Yesterday on Houda Kotb and Kathie Lee Gifford’s hour of the Today Show, they encouraged women to wear badges declaring either their age or weight. The theme: numbers are not who we are, so why do they hold power over us? Houda mentioned that when she was in sixth grade she weighed 101 pounds and it was traumatic. She felt good, but there was something about crossing the 100 pound scale line that marked you for ridicule. I could identify.
I’ve always been a curvy girl, and have been verbally hurt many times as a result. I won’t go into specifics because I don’t want to relive the pain, but let’s just say those who were supposed to love me most did the cruelest judging. It didn’t seem to matter that I was physically strong, active, and healthy.
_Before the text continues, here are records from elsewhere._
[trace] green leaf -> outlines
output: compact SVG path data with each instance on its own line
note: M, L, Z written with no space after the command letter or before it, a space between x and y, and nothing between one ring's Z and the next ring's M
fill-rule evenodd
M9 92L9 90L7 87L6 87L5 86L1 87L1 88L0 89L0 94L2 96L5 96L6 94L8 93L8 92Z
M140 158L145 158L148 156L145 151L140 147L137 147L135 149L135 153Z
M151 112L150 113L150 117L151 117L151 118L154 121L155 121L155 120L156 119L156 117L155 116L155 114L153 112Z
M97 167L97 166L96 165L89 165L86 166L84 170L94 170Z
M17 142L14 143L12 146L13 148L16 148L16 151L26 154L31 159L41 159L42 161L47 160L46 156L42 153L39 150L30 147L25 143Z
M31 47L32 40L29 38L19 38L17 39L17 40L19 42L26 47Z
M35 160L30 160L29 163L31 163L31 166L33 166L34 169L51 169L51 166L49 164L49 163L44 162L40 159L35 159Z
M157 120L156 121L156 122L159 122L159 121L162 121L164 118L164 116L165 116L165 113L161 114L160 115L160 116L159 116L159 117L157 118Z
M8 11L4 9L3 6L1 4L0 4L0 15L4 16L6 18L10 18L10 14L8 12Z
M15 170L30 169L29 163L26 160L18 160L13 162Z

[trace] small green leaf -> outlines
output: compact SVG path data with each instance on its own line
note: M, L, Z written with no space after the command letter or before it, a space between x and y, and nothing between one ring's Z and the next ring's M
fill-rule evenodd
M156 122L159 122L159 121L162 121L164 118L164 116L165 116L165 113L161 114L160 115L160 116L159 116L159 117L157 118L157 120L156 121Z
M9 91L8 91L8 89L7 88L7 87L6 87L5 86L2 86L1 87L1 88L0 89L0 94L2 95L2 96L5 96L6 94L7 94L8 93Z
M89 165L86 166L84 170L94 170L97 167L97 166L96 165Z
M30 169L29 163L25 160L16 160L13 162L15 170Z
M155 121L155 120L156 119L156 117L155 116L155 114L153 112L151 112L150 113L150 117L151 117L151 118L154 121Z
At my age I was supposed to be XXX weight—the charts said so. Even now I recall the dread of walking in the front of the elementary classroom, stepping on the scale, and having the weight called off by the teacher. Ug. It’s no wonder we carry our traumas into adulthood.
I believe Houda and Kathie Lee had their hearts in the right place. They are trying to explore our fears and hang-ups as women. Aging women in particular. I’m all for it. However, for me, declaring their numbers on national television in an attempt to gain power over them echoed my childhood too closely. “World, Houda weighs…”
Maybe it’s a mental stepping stone to healthier self-esteem, but it’s not one I’m ready to embrace. I don’t weigh myself at home, ever. I go by how I feel, and how my clothes fit. It’s my way of ignoring numbers and cultural bullies.